Florida Rental Lease Agreements

The Florida rental agreements are legal contracts between a landlord and a tenant for the use of real property for regular payments (“rent”), usually made monthly. These agreements are governed by Florida landlord-tenant law and may include additional terms and conditions (which can’t supersede state law).

Florida Rental Agreement Types

12 pages
Residential Lease Agreement

The Florida residential lease agreement (“rental agreement”) is a binding document used to formalize an agreement between a landlord and tenant to rent real property in exchange for a fee.

10 pages
Month-to-Month Lease Agreement

A Florida month-to-month lease agreement is a contract (written or oral) that allows a tenant to rent property from a landlord, in exchange for a fee (“rent”), for a period of thirty days at a time.

3 pages
Rental Application Form

The Florida rental application form is a document used by landlords to screen prospective tenants to help determine whether they are a desirable tenant.

8 pages
Residential Sublease Agreement

The Florida sublease agreement is a legal document that allows an initial tenant ("sublessor") to rent (“sublease”) a rental property to a new tenant ("sublessee") in exchange for a fee.

3 pages
Roommate Agreement

The Florida roommate agreement (“room rental agreement”) is a binding document between two or more people (“co-tenants”) sharing a rented property that outlines the financial responsibilities of each member.

12 pages
Commercial Lease Agreement

The Florida commercial lease agreement is a contract specifically for renting commercial spaces to businesses.

Florida Required Lease Disclosures

  • Landlord’s Name & Address (required for all) – To establish communication between landlord and tenant for serving legal notices, Florida landlords must provide a notice in or alongside their lease agreement that outline contact information of anyone authorized to act on behalf of the property.
  • Dangers of Radon Gas (required for all) – All Florida leases are required to include a specific disclosure about the dangers of radon gas in the property to help protect potential tenants.
  • Security Deposit Holdings (required for some) – When a landlord manages 5 or more individual rental units in Florida, they are required to disclose where any security deposit is held, any information about accruing interest, and a specific notice provided by the state to ensure it is handled correctly.
  • Lead Based Paint Disclosure (required for some) – To protect prospective tenants, every Florida lease agreement must include a lead based paint disclosure form and EPA-approved pamphlet regarding the dangers of lead paint in addition to any known hazards that exist in the rental building.

To learn more about required disclosures in Florida, click here.

Florida Landlord Tenant Laws

  • Warranty of Habitability – A Florida landlord must always provide their tenant with adequate plumbing, running water, electrical lighting, and more.

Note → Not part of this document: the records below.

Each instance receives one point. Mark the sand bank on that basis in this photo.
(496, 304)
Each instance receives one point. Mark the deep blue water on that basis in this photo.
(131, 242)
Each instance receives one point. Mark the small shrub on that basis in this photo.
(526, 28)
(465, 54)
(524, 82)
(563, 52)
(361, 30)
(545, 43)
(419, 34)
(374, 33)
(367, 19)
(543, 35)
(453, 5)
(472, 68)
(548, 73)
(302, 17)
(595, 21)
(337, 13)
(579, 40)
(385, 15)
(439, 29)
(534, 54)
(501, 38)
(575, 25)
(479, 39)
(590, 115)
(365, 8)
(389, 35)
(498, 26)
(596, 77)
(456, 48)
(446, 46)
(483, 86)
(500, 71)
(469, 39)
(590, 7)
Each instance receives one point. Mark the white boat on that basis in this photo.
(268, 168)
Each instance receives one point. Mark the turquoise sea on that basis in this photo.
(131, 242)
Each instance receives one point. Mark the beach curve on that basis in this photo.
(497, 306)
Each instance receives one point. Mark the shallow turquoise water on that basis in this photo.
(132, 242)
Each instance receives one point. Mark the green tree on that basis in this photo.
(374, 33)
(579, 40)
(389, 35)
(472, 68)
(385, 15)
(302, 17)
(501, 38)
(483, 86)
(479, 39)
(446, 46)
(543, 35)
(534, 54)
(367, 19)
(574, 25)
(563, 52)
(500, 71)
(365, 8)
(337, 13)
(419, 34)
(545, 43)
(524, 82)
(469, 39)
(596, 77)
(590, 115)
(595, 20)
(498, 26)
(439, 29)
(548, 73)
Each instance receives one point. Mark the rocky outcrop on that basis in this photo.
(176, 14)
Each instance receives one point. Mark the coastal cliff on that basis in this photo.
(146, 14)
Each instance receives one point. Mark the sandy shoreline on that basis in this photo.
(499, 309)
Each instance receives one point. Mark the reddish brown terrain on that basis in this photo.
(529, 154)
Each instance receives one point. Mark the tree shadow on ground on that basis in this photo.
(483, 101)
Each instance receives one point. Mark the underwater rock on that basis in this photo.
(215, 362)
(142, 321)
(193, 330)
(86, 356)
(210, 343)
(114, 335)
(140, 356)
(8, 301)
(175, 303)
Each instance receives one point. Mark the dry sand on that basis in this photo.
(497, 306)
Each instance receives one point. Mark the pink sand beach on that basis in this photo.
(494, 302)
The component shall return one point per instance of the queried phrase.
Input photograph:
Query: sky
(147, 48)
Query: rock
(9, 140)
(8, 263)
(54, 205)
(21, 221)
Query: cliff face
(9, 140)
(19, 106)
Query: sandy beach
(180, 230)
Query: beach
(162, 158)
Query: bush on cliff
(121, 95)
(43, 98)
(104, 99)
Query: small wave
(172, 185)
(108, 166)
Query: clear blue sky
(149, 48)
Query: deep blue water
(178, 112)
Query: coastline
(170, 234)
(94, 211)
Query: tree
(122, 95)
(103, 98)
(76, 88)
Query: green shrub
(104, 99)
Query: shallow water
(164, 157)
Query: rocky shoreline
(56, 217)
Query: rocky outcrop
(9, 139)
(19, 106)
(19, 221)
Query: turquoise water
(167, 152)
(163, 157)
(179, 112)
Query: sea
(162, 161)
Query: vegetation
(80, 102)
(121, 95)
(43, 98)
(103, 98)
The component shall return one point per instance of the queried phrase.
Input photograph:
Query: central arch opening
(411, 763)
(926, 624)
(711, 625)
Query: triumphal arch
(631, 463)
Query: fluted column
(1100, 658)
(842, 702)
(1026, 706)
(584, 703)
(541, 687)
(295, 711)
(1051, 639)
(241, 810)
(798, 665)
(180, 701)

If any of these amenities become inoperable, the landlord must repair them within 20 days of a request from a tenant. Otherwise, a Florida tenant may be able to perform a repair and deduct after providing written notice of intention.
  • Evictions – A Florida landlord may evict a tenant for breaking a lease term or committing an illegal act, both of which come with a 7-day notice period. Failing to pay rent, meanwhile, comes with a 3-day notice period. As such, this eviction process tends to take around a week.
  • Security Deposits – A Florida security deposit is not limited in terms of value. However, a Florida landlord has up to 30 days to return any collected security deposits if deductions are made after move out.
  • Lease Termination – A month-to-month lease in Florida can be terminated with at 15 days of advance notice. A fixed-term lease, on the other hand, can be terminated by a tenant after supplying proof of active military duty, dwelling uninhabitability, landlord harassment, or a specific lease term violation on the landlord’s part.
  • Rent Increases & Fees – Florida landlords do not need to provide notice or justification for any rent increases. These increases are not capped for value, either. Similarly, Florida gives landlords the ability to charge most standard operating fees without limitation. However, bounced check fees are limited, starting at around $25.
  • Landlord Entry – A Florida landlord may enter a tenant’s dwelling legally by providing 12 hours of notice. A lease agreement may alter this standard, though. Also, any set standard does not apply in emergency situations unless otherwise stated.
  • Settling Legal Disputes – A Florida landlord or tenant may file a case (including evictions) valued at up to $5,000 in the state’s small claims court. These cases are subject to a 5 year and 4 year statute of limitations for written and oral contracts, respectively.